Zunächst einmal ist nicht zu übersehen, dass Karl May etwas von Gesang verstand, so unfreiwillig komisch er sich auch auszudrücken beliebt („so tief und brausend, als ob es vom hohen Thurme hin über den Rheingau schalle“), aber er versteht etwas von Ausstrahlung, Charisma, von „Füllen“ eines Textes und einer Melodie, von Beseeltheit und Kraft, von „künstlerischer Intelligenz“, soviel dürfte hoffentlich klar sein.
Und den Ausdruck „Aeppelpäppel“, den ich zuvor nie gehört hatte, werde ich nun nie wieder vergessen, das ist ein geistiger oder auch Bewusstseins-Zustand, das ist, sozusagen, das abendländische vorläufige Endergebnis, man gehe offenen Auges durch die Straßen und durchs Leben, überall Aeppelpäppel.

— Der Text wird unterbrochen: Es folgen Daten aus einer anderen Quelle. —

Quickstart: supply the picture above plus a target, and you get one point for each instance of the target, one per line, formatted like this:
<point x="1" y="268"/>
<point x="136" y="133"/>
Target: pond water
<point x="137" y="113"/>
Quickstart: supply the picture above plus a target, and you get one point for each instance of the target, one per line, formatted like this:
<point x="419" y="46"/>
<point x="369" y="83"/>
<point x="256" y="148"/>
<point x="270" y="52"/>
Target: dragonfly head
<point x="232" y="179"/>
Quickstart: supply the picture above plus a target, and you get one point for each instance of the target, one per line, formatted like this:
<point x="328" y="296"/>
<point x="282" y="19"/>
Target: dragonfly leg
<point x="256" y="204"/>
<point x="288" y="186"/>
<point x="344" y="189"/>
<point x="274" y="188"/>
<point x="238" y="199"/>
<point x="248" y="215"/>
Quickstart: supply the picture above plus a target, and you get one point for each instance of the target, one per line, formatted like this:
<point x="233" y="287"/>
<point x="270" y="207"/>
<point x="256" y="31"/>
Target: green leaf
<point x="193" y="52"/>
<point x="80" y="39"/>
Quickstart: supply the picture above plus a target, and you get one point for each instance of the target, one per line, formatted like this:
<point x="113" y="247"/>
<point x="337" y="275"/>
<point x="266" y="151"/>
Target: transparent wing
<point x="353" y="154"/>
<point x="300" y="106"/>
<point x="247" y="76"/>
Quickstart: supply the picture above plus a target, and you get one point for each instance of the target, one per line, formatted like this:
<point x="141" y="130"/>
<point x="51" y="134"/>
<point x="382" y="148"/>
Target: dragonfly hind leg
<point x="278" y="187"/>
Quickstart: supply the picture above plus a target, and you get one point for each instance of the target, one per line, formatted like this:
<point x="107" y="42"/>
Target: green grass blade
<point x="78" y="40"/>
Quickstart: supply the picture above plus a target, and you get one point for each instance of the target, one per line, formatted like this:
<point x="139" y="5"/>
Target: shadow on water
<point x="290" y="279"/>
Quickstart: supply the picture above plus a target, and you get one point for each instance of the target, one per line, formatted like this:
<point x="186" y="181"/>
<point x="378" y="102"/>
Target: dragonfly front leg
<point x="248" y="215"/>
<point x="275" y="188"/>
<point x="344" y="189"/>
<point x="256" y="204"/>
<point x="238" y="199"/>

Und diese „prachtvolle Nachahmung“, „daß man glaubte, in Wirklichkeit drei kleine Glöcklein eines armen Dorfes läuten zu hören“,
so schreibt Karl May des öfteren, wenn er die Leut’ so schildert, und er ist sich m.E. dessen meistens durchaus bewusst, er kann aber, nochmal durchaus, auch „vinum bonum“. Daß man meint, die Glocken schwingen sehen zu müssen.
Die Formulierung „Ironiker mit scharfem Verstand“ (von Marlies zitiert) trifft es m.E. wirklich sehr gut.